The purpose of this investigation was to develop an efficient method for harvesting oocytes from dromedary camel ovaries and to examine the effect of different maturation media on their subsequent maturation in vitro. Oocytes were collected by aspirating the follicular contents using a needle attached to a syringe (Method I, n = 163 ovaries) or to a constant aspirating pressure, applied by a vacuum pump (Method II, n = 117 ovaries). Individual follicles were excised from ovaries and follicles were punctured with two needles (Method III, n = 117). Oocytes were matured in vitro for 40–42 h. At the end of maturation period, oocytes were denuded of cumulus cells and the proportion of oocytes in metaphase-II (MII) stage was determined. In the second experiment, oocytes collected by the dissection method were matured in Tissue Culture Medium199 (TCM), CR1 or modified Connaught Medical Research Laboratories medium-1066 (CMRL) and their nuclear maturation was evaluated after 40–42 h.
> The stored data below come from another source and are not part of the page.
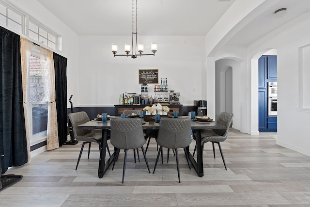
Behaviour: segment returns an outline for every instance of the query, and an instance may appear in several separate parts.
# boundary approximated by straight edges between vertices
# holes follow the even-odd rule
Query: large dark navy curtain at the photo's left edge
[[[28,161],[20,37],[0,27],[0,154],[2,173]]]

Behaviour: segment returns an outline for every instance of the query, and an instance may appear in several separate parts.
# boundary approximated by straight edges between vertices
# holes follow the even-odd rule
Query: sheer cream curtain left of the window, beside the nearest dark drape
[[[22,73],[22,87],[23,87],[23,106],[24,106],[24,115],[25,115],[28,162],[30,162],[31,155],[30,155],[30,134],[29,134],[27,108],[26,108],[26,94],[27,94],[27,76],[28,76],[28,71],[29,71],[29,59],[31,56],[31,45],[32,45],[31,41],[20,36],[20,56],[21,56],[21,73]]]

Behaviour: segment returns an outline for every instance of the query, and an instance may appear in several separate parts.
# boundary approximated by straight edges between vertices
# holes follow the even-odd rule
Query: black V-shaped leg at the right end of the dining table
[[[202,163],[202,136],[201,136],[201,130],[196,129],[196,148],[197,148],[197,162],[193,158],[193,155],[189,152],[189,146],[186,147],[186,152],[188,155],[189,161],[192,163],[194,169],[196,170],[196,173],[198,176],[203,176],[203,163]]]

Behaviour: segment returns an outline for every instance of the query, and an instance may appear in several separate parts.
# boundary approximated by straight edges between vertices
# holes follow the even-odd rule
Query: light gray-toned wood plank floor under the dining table
[[[124,152],[115,169],[99,179],[97,144],[92,144],[90,159],[86,146],[77,171],[81,143],[62,146],[35,156],[30,164],[9,169],[6,174],[23,178],[0,191],[0,207],[309,207],[310,157],[276,145],[276,138],[276,133],[251,136],[230,129],[222,143],[227,171],[217,145],[214,159],[212,144],[206,143],[203,177],[189,170],[179,150],[181,183],[175,157],[171,152],[167,163],[166,149],[166,161],[152,173],[155,139],[147,152],[151,174],[141,152],[140,162],[134,163],[129,151],[124,184]]]

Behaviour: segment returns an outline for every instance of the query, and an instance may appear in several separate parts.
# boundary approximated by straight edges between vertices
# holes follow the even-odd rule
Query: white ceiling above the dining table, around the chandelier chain
[[[138,34],[205,35],[233,1],[138,0]],[[78,35],[131,35],[132,0],[38,2]]]

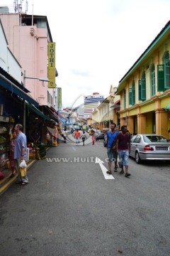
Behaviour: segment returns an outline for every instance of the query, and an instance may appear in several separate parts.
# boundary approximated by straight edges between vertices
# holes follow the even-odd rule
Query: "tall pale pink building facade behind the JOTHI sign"
[[[8,48],[21,64],[23,85],[40,105],[52,106],[56,109],[56,89],[48,88],[47,82],[35,79],[47,79],[47,46],[48,42],[52,42],[47,17],[33,16],[32,18],[26,14],[0,14],[0,18],[6,33]],[[24,79],[24,73],[26,79]]]

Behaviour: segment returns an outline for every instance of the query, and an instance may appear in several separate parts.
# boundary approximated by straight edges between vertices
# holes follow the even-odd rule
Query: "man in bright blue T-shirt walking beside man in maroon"
[[[108,171],[107,174],[112,174],[111,166],[112,162],[115,163],[114,171],[117,171],[117,159],[118,153],[116,151],[116,138],[118,136],[118,132],[115,131],[116,124],[111,124],[111,131],[108,131],[107,134],[107,154],[108,154]]]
The recovery rate of oocytes was higher (P < 0.01) with Method III compared with Method I or II (94, 31 and 33%, respectively). A higher proportions of oocytes collected with Method I or II were either completely or partially denuded compared with Method III (31, 14% versus 1%). The proportions of viable oocytes (78, 60 and 70%, respectively) and those showing metaphase II was not different (39, 50 and 46%, respectively, P > 0.05) among the three treatment groups. Oocyte maturation rate was higher (P < 0.05) when TCM was used compared with CMRL or CR1 medium. There was, however, no difference in the maturation rate for oocytes cultured in CMRL or CR1 medium. It may be concluded that a higher proportion of cumulus enclosed oocytes may be recovered by follicle dissection method compared to aspiration using syringe or pump. The higher recovery rate with a comparable proportion of viable and matured oocytes resulted in the overall increase in the number of matured (MII) oocytes/ovary with follicle dissection procedure compared with aspiration procedures. For in vitro maturation of oocytes, TCM is superior to CR1 and CMRL as basic maturation medium for this species.